GRAsp

Gene Regulation of Aspergillus fumigatus

Author

Roy Lab

Overview

GRAsp is a genome-wide gene-regulatory network that was inferred using the MERLIN-P-TFA package and visualized with the MERLIN-VIZ framework. Data was collected form publicly available RNA-seq data sets from multiple strains of A. fumigatus In each of these data sets a variety of different experimental conditions are observed e.g. exposure to drugs, signals, temperature change, pathogenesis etc. We normalized all data sets and then attempted to learn a regulatory network where we predict the expression of genes using the expression of transcription factors. For more information on the MERLIN inference algorithm see the section What is MERLIN below. We hope that this project provides new insight into the roles of transcription factors and improves general knowledge about A. fumigatus.

How to use GRAsp

MERLIN is a powerful technique for leveraging data from multiple sources and making global prediction of gene regulation. However, interpreting a global regulatory network is challenging due to the large number of predicted regulatory relationships. To overcome this challenge we have developed a visualization framework for our A. fumigatus network called GRAsp. GRAsp allows users to search the gene regulatory network to for network components that may be relevant to their research. Currently GRAsp supports searching the network via a list of genes, searching MERLIN modules, by GO-term, and using network diffusion.
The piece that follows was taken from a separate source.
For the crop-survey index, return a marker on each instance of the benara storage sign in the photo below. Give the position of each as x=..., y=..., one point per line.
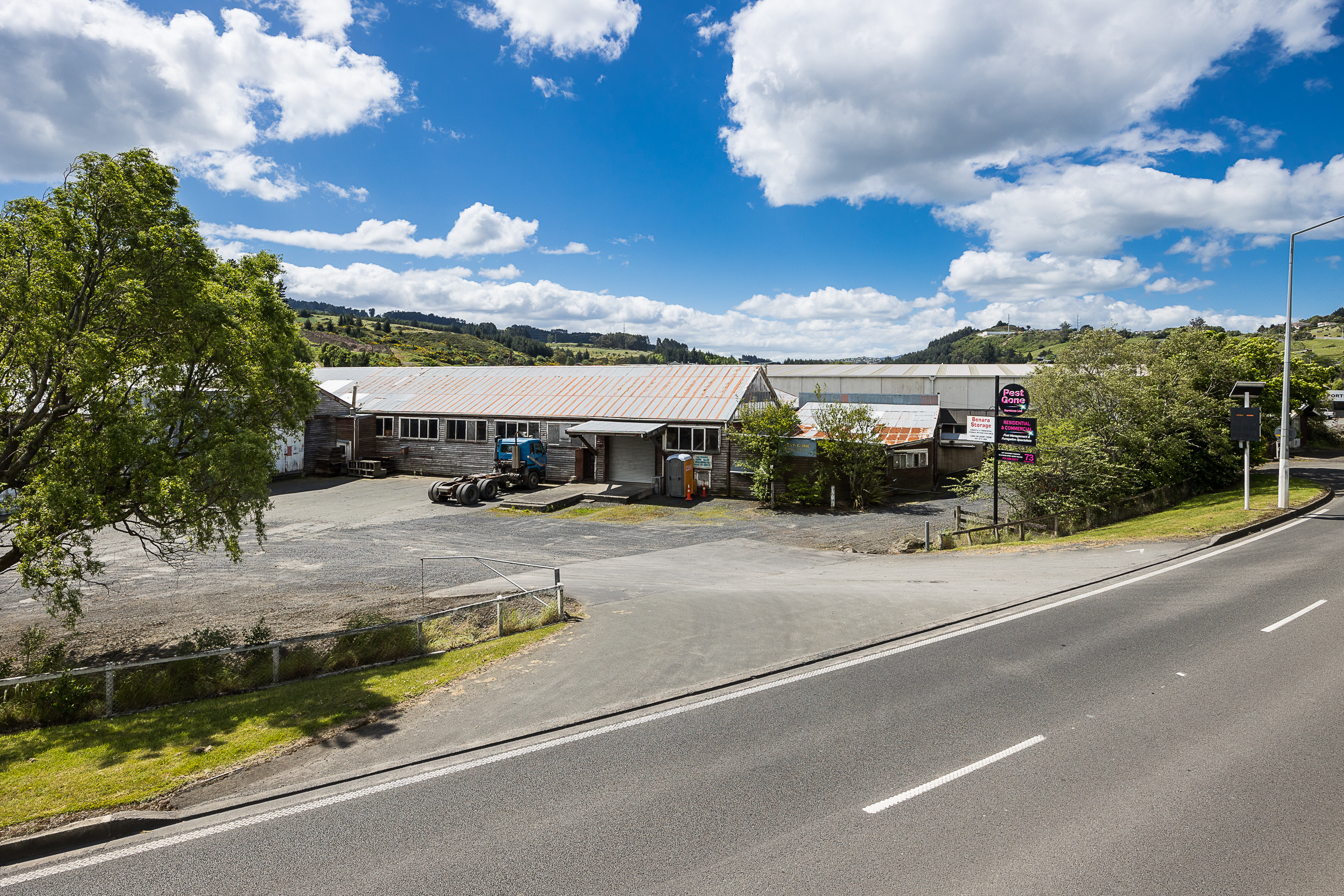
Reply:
x=1017, y=431
x=1014, y=400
To toggle between these choices, select the corresponding search criteria in the search method dialog box.

Searching via a list of genes:

The first of the search methods is labeled Gene List. When selected you can either input a list of gene names in the Input Gene field or Upload a Gene List file containing a list of genes, one gene per line. Lets, start by entering srbA into the search field, with the Include Module Members option selected (default). This will visualize the MERLIN Module containing srbA.

While GRAsp was designed specifically for the Af293 A. fumigatus strain, many of the predicted relationships may also be useful for understanding the CEA10 strain. To this end we have included 1-1 orthologs as searchable options in the Gene List search field. For example searching by AFUB_018340, the 1-1 ortholog of srbA will return the same network.

A MERLIN module is a collected on genes which are co-expressed and co-regulated. In the network visualization squared nodes correspond to transcriptional regulators and circular nodes correspond to targets. For example in the plot below, srbA and srbB represent two transcription factors. They are included in the set of candidate regulatory genes at the beginning of network inference. In comparison erG25 erG3 and erG1 are not included in the set of candidate regulators because they do not have any known role in gene transcription regulation. They are each represented with rounded corners. Predicted regulatory relationships are captured with directed arrows. In the plot above srbB is a predicted regulator of erG3, erG1 and erG25. It is also possible to have predicted regulatory relationships between regulators. In this case srbA and srbB co-regulate each other, which is represented by double sided arrow.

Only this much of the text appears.